From the album Passion/Bliss - EP
This is a song about blaming someone else for your own numbness. The narrator loops the same question over and over, but asking it has become the replacement for actually looking for an answer. The threat at the bridge gives it away: self-rescue is framed as revenge, which means the speaker needs the 'you' to stay guilty more than they need to feel anything again.
The passion I once had is now the ashes in my vault
Ashes go in urns, not vaults. A vault is where you keep something valuable and protected. The narrator is hoarding the evidence of what died instead of scattering it.
I repress my daily routine / But I tolerate it still
You can't repress something you're tolerating. Repression that admits it's failing isn't repression. The narrator is watching themselves go numb and narrating it like that makes it less their fault.
If you don't help me, I'll manage to help myself / But then I'll be victorious
Victory is a weird word for getting your life back. It only makes sense if the real goal is making someone else lose. Self-rescue here is a threat, not hope.
Where is my passion? / Where is my passion? / Where is my passion?

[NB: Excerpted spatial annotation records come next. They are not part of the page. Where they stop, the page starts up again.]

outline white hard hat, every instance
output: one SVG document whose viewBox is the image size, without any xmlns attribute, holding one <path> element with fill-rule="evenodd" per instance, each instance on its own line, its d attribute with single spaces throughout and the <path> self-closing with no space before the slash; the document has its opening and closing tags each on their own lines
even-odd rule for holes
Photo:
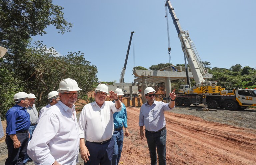
<svg viewBox="0 0 256 165">
<path fill-rule="evenodd" d="M 21 92 L 15 94 L 13 97 L 13 100 L 17 100 L 15 101 L 15 102 L 17 103 L 25 98 L 28 98 L 29 97 L 29 96 L 27 93 Z"/>
<path fill-rule="evenodd" d="M 96 89 L 94 90 L 95 91 L 96 90 L 100 91 L 101 92 L 103 92 L 107 93 L 108 93 L 108 86 L 104 84 L 100 84 L 98 85 L 97 87 L 96 87 Z"/>
<path fill-rule="evenodd" d="M 152 87 L 147 87 L 144 90 L 144 94 L 146 95 L 148 93 L 152 92 L 154 92 L 154 93 L 155 93 L 156 92 L 156 91 L 155 91 L 155 90 L 154 89 L 153 89 L 153 88 Z"/>
<path fill-rule="evenodd" d="M 28 97 L 29 99 L 36 99 L 36 97 L 35 96 L 35 95 L 34 95 L 33 93 L 29 93 L 28 96 L 29 96 L 29 97 Z"/>
<path fill-rule="evenodd" d="M 59 92 L 57 91 L 52 91 L 48 94 L 47 99 L 49 99 L 52 98 L 59 95 Z"/>
<path fill-rule="evenodd" d="M 82 90 L 79 88 L 76 80 L 71 78 L 62 80 L 60 82 L 59 89 L 57 90 L 59 93 L 65 92 L 66 91 L 77 91 Z"/>
<path fill-rule="evenodd" d="M 7 49 L 4 47 L 0 46 L 0 58 L 3 57 L 7 51 Z"/>
<path fill-rule="evenodd" d="M 120 88 L 116 88 L 114 91 L 115 93 L 117 94 L 117 96 L 123 96 L 124 93 L 123 93 L 123 91 Z"/>
</svg>

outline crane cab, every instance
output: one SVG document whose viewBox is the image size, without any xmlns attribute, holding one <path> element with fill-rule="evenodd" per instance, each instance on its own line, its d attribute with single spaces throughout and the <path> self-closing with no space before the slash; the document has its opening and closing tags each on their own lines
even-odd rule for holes
<svg viewBox="0 0 256 165">
<path fill-rule="evenodd" d="M 179 93 L 182 94 L 191 94 L 193 93 L 193 90 L 189 89 L 188 85 L 181 85 L 179 88 Z"/>
</svg>

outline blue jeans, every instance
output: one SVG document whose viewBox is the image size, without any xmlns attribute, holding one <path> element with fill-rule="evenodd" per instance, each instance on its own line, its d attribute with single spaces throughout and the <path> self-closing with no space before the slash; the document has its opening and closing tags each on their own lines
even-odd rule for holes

The question has become a chant. It's not actually searching anymore. Asking it is the routine the narrator claims to repress but clearly can't let go of.
The real tell is that the narrator never says what they were once passionate about. It exists only as an absence, which makes it easier to blame someone else for taking it. By the end, the repeated question sounds less like grief and more like a script the speaker has memorized to avoid ever having to answer it.